In this embodiment, the image sensor 2 senses an image 4, as shown in FIG. 6. A left half of the image 4 is captured through the lens unit (1a) and includes objects 31, 32, and 33. A right half of the image 4 is captured through the lens unit (1b) and includes objects 32, 33, and 34. The image 4 shown in FIG. 6 can be processed by an image processing unit (not shown) of the image capturing device 100 (for example, using an image stitching technique) to generate an image 4′, as shown in FIG. 7. The image 4′ includes the objects 31, 32, 33, and 34. In this embodiment, by virtue of a structural arrangement of the lens units (1a and 1b), a field of view of the captured image can be further widened.

FIG. 8 illustrates the third embodiment of an image capturing device 100 according to the disclosure, which has a configuration similar to that of the second embodiment. The main difference between the second and third embodiments resides in the arrangement of the first reflective lens 12 of each of the lens units (1a and 1b). In this embodiment, the included angle (θ1) between the first reflective surface 121 of each of the lens units (1a and 1b) and the plane (P) is 55 degrees (i.e., greater than 45 degrees). The included angle formed between the second reflective surface 131 and the first reflective surface 121 of each of the lens units (1a and 1b) when extrapolated is 10 degrees.

In this embodiment, the image sensor 2 senses an image 5, as shown in FIG. 9. A left half of the image 5 is captured through the lens unit (1a) and includes objects 32, 33, and 34. A right half of the image 4 is captured through the lens unit (1b) and includes objects 31, 32, and 33. Since the included angle (θ1) between the first reflective surface 121 of each of the lens units (1a and 1b) and the plane (P) is greater than 45 degrees, the objects on the left and right halves of the image 5 are opposite to those of the image 4 (see FIG. 6) of the second embodiment. Similar to the second embodiment, the image 5 shown in FIG. 9 can be processed by the image processing unit (not shown) of the image capturing device 100 so as to generate the image 4′, as shown in FIG. 7. A width of the field of view in this embodiment is same as that in the second embodiment.

Additionally, the image capturing device 100 may further include a mechanism (not shown) for adjusting an inclination angle of the first reflective lens 12 and/or the second reflective lens 13, so that a user can adjust the width of the field of view through adjustment of the inclination angle of the first reflective lens 12 and/or the second reflective lens 13.

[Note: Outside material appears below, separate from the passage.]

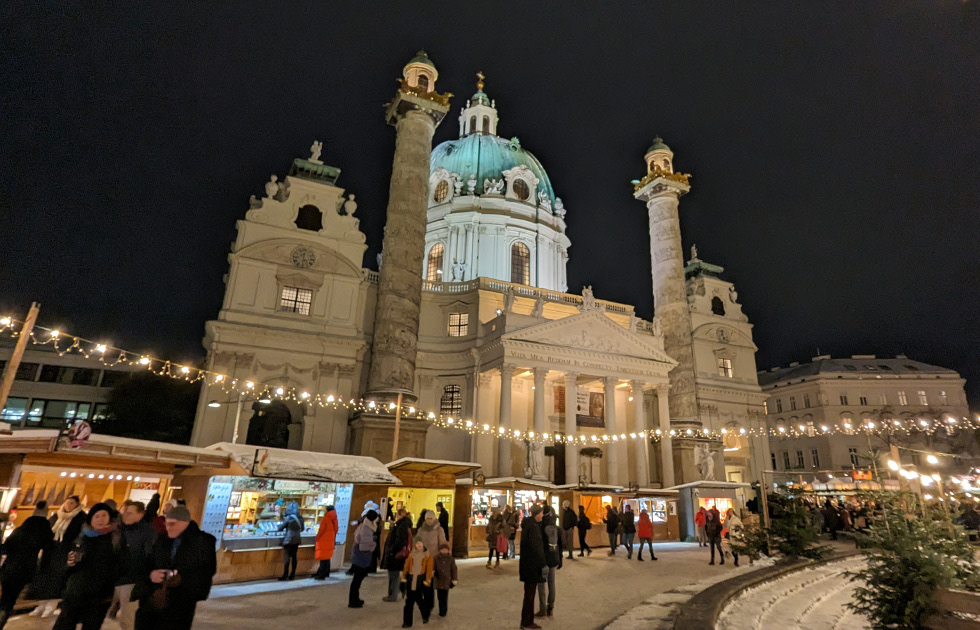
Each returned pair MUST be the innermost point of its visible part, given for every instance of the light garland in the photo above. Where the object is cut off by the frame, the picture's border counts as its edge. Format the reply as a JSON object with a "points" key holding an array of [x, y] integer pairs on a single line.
{"points": [[111, 356]]}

To sum up, by virtue of the nonparallel arrangement of the second reflective surface 131 and the first reflective surface 121 of the image capturing device 100, the image sensor 2 can sense the image with a wider field of view than that of the conventional image capturing device. Further, by virtue of the arrangement of the two lens units (1a and 1b), the field of view can be further widened. In addition, through the aberration correction lens 14, the aberration caused by the main lens 11 when the light passes therethrough can be effectively corrected.

While the disclosure has been described in connection with what are considered the exemplary embodiments, it is understood that this disclosure is not limited to the disclosed embodiments but is intended to cover various arrangements included within the spirit and scope of the broadest interpretation so as to encompass all such modifications and equivalent arrangements.